Twelve years ago, I began writing this column. I chose to call it In Exile. There was a double reason for this choice: Superficially, I called it that because, at that time, I was living in Europe, away from my family, my community, my life-long friends, and away from much of what I felt, then, to be home. 

More importantly, though, this title was chosen because all of us, irrespective of the love, family, community, popularity, and success that might surround us, live our lives as distanced always from true consummation and from the type of intimacy we would need to experience to feel truly at home. All of us live our lives, in one way or the other, in exile, as an outsider. In this life there is no such a thing as a clear-cut pure joy. There is no finished symphony, but rather, as Henri Nouwen puts it: “In every satisfaction, there is an awareness of limitations. In every success, there is fear of jealousy. Behind every smile, there is a tear. In every embrace, there is loneliness. In every friendship, there is distance. And in all forms of light, there is knowledge of surrounding darkness.” 

Our Christian faith invites us precisely to this kind of perspective. Scripture tells us that we are on this earth as pilgrims, not really at home but yearning always for an intimacy, a communion, a consummation, that is somehow beyond us. Thus, St. Paul finishes his great ode to love by saying: “For now we see as through an enigma, a glass, darkly.”  Only later, on the other side of eternity, we will finally see, and meet each other and life, “face to face“. Here, in this world, as we groan with creation itself, we look forward to a fuller day and we are always the exile, the foreigner, the one who is excluded in some way. In this world we all live in an unspeakable loneliness.

Through the years, more than one friend and more than one editor have challenged me to change this title. Invariably the appeal is something like this: “In Exile sounds negative, morbid, a little like the old mourning and weeping in this valley of tears spirituality. Why not something a bit more positive, upbeat, joyful?”

I must confess that sometimes I have been tempted to follow that advice. Always something has stopped me. Sometimes it was only my stubbornness, straight Germanic tenacity, which held me to the original conviction that speaking from this kind of a podium is a healthy way to go. But that isn’t the main reason why I have retained this title and intend to continue to into the future.
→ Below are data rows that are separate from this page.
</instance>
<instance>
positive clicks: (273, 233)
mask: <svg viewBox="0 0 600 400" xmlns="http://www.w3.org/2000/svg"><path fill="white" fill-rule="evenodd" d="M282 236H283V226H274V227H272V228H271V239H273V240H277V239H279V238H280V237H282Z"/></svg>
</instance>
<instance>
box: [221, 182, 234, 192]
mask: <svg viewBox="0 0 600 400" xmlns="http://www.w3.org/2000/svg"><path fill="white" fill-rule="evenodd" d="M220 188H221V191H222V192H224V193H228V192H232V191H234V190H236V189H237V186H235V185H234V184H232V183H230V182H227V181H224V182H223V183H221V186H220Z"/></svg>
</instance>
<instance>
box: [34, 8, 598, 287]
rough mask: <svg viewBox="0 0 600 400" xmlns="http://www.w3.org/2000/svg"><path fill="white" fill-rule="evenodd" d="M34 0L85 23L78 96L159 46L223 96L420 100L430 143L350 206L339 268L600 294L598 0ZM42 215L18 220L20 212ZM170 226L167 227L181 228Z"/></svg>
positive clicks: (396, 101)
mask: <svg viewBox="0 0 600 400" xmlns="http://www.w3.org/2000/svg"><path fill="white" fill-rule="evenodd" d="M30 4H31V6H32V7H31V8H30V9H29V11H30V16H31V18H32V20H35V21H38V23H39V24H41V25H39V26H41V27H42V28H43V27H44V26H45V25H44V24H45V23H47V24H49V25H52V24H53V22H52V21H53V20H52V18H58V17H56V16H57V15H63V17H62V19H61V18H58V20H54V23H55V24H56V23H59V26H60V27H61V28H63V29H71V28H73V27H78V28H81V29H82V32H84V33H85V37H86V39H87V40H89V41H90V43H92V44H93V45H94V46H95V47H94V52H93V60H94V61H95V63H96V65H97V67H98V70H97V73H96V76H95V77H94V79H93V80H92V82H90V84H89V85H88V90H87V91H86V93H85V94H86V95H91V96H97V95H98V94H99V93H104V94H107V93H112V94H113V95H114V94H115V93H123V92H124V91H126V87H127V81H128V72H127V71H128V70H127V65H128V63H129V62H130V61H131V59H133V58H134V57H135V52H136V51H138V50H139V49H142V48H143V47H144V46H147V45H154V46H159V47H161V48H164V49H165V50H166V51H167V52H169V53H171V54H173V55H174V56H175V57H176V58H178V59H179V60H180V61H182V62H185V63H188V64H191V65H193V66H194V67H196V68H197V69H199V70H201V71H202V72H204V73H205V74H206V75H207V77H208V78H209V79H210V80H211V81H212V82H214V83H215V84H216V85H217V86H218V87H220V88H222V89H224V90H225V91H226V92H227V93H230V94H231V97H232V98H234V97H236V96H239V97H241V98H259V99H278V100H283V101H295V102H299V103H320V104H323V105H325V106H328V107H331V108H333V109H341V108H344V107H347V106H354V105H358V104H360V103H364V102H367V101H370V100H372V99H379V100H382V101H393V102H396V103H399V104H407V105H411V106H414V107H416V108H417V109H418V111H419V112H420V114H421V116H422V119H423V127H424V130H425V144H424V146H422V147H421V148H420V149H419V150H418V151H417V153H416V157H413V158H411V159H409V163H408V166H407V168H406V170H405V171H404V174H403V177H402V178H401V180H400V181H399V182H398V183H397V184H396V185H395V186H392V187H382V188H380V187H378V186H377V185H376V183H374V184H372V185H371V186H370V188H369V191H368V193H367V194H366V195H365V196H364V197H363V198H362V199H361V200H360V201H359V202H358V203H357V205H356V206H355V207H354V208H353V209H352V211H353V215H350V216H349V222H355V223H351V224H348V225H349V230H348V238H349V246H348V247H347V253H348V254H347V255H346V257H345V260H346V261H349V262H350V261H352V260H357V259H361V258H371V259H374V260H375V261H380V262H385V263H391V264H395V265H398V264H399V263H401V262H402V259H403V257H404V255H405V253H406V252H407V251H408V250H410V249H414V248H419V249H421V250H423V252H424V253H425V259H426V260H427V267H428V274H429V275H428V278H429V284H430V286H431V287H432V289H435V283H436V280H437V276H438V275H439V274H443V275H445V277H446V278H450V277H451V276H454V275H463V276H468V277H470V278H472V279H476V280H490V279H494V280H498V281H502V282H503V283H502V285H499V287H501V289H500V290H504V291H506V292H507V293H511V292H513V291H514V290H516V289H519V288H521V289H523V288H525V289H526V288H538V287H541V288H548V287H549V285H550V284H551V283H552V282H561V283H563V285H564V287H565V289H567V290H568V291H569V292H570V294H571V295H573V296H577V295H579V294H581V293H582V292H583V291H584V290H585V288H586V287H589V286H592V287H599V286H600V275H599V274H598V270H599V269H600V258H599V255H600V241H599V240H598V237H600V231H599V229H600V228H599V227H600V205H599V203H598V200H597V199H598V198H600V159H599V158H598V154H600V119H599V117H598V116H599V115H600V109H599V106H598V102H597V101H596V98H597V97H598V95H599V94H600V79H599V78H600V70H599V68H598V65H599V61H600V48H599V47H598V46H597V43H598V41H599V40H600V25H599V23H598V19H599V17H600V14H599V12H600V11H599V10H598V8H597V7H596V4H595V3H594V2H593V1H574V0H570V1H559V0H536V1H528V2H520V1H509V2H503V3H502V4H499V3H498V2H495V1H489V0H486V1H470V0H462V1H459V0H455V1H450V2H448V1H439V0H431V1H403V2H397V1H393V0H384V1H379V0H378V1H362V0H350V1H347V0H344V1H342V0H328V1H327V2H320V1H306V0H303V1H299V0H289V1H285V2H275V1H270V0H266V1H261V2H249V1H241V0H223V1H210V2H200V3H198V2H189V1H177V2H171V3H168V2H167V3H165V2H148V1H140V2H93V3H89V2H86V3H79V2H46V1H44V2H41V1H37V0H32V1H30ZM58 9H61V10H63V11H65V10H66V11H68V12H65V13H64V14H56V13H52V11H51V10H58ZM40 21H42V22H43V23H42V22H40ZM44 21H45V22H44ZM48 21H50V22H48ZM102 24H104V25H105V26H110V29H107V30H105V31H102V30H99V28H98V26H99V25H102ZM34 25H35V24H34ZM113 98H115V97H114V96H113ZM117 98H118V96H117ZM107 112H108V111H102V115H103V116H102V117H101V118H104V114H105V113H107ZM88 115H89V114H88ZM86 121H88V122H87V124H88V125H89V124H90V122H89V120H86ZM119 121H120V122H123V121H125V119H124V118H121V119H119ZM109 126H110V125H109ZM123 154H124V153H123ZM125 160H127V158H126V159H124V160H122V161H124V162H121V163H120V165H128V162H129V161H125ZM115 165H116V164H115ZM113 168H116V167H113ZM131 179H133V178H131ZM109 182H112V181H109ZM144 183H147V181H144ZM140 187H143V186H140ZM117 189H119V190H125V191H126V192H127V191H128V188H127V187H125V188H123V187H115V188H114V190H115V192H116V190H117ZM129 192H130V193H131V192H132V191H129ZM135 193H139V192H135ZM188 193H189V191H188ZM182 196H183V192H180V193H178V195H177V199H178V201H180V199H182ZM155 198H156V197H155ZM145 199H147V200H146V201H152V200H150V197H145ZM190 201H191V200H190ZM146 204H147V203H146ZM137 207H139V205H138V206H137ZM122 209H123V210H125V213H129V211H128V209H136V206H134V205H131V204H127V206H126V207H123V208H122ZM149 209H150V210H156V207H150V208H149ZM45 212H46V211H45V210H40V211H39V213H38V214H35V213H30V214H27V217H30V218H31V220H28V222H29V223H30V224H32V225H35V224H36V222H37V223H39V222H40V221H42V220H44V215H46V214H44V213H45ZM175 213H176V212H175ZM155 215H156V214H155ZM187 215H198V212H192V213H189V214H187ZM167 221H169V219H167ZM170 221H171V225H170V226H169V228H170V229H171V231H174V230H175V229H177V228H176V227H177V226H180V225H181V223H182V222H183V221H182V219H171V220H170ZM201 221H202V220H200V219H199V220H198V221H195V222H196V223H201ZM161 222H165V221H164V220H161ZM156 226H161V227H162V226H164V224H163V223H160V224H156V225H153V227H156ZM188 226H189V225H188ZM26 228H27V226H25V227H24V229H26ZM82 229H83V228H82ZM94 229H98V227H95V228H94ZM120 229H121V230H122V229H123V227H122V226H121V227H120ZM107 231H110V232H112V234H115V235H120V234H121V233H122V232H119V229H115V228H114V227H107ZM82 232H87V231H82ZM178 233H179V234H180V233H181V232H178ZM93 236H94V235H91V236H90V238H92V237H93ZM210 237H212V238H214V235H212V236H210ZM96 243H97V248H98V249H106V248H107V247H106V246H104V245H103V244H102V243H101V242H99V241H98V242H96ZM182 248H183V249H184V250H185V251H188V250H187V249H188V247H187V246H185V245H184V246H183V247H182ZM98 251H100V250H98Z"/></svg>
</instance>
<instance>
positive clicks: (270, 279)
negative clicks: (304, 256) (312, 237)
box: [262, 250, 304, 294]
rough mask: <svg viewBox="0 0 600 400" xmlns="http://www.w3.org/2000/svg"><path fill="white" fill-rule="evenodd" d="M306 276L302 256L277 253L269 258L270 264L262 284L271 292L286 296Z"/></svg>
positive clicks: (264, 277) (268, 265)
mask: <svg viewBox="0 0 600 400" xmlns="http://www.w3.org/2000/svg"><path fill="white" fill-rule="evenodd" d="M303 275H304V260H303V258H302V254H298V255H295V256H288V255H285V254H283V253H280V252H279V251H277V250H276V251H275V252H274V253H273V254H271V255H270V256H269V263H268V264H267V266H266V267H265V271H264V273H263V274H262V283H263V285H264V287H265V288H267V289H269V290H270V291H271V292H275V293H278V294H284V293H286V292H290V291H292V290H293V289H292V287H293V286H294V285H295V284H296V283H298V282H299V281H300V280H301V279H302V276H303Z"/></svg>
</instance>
Through the years, I have received many moving letters from readers who have expressed appreciation for this title precisely because they feel like they are perennially “in exile”. Let me share just one such letter:

Several years ago, I received a letter from a woman who commented as follows: “I very much like the title of your column, even though I don’t always agree with what you say in it. You see, for my whole life I have struggled with mental illness. I’ve never felt like a normal person. It’s hard. It’s hard forever struggling with doubts, with other people not understanding you, with you not even understanding yourself. I can’t begin to tell you how lonely it is sometimes, always being excluded, always being unsure, never being able to relate the way I would like to, being forever trapped in a closed world that I cannot seem to get out of. I know what it means to be in exile. It’s the story of my life.”

It is also the story of each of our lives. Many of us, unlike her, are not clinically ill, but, like her, all of us have our own form of psychosis, of mental illness, of personal sickness, wound, dysfunctional history, idiosyncrasy, and plain quirks which distance us from each other. It is not a question of: Are we alienated? It is only a question of: In what ways are we alienated? All of us, as Thoreau says, live lives of quiet desperation and, I might add, of not-so-quiet frustration. All of us spend most of our lives waiting for something else to happen to us. Ninety-nine per cent of our lives are spent in a restlessness of one form or the other, waiting for a fuller moment. Who isn’t in exile?

Jesus said: “I have not come for the healthy, but for those who need a physician.” I am not Jesus, I am merely a columnist (and a bit of hack at that) but, if I may loosely paraphrase the master: “I do not write for those who are well, who feel themselves on top of things, rather this column is intended for persons like the woman whose letter I quote, who feel far from the centre, who look for God’s consolation and challenge in a world and a life that is far far from whole.